2. By cutting operating costs
There are also significant savings to be had in terms of operational costs. The personnel required to manage a lineup of point products – with their associated consoles, alerts, and policies – are driving up security spends for many organizations. Staffing SOCs is expensive, and hardening IT security at the infrastructure level can help ease the burden on these teams.
Zero trust solutions that monitor digital experience also help reduce support calls, leading to further savings. If users default to contacts their help desk any time there’s a problem with Microsoft Teams or Zoom, organizations will have to scale up support resources. If, instead, they proactively monitor and report on application availability, they will have less taxed IT teams.

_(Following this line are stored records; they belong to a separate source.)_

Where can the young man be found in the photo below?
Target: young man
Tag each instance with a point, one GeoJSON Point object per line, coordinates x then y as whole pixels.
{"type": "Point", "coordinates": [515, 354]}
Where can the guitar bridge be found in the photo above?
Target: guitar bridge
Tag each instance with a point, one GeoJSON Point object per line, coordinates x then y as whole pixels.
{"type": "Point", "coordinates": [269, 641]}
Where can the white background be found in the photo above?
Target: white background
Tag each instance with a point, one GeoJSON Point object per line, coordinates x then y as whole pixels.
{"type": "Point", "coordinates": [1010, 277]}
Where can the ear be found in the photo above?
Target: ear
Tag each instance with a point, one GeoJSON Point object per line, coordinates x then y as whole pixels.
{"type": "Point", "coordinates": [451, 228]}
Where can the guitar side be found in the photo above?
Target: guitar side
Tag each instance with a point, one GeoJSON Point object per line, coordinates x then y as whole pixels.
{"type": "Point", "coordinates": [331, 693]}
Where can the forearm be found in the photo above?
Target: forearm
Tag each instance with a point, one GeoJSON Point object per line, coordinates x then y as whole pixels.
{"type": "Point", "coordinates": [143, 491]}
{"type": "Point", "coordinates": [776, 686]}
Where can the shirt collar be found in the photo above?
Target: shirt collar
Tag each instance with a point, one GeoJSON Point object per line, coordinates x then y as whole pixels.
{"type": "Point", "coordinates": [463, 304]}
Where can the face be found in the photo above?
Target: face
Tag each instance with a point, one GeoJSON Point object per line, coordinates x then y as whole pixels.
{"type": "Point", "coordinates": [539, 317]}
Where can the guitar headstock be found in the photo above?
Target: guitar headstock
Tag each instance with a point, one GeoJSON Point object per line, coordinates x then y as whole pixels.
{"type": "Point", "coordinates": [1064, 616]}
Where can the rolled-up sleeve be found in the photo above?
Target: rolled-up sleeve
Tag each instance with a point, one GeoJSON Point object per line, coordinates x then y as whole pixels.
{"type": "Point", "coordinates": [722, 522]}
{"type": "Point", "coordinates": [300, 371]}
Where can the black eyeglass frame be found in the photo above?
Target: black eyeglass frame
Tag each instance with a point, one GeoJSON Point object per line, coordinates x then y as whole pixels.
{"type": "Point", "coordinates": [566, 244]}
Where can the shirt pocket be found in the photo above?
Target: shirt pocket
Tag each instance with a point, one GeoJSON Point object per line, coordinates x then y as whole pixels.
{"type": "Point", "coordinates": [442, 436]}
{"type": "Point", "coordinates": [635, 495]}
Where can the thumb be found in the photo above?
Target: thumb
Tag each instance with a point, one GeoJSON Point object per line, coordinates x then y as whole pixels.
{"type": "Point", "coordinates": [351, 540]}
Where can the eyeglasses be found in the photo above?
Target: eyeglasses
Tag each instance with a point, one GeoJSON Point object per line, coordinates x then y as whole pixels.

3. By reducing reliance on data centers
The more heavily reliant organizations are on routing their traffic through data centers, the more investment they must make in infrastructure for those data centers. More traffic requires bigger switches, bigger firewalls, and bigger load balancers to handle it all. By moving applications from the data center to the cloud wherever possible, IT teams reduce the need for spending more on appliances.
This transition is already underway with the growth of the public cloud. Zero trust accelerates it. With zero trust architecture, only traffic that’s headed to the data center is sent there, eliminating the need for costly upgrades.
In its entirety, zero trust often acts as permission for organizations to step back and reevaluate the entirety of the way they do business – beyond networks, infrastructure, and other purely IT elements.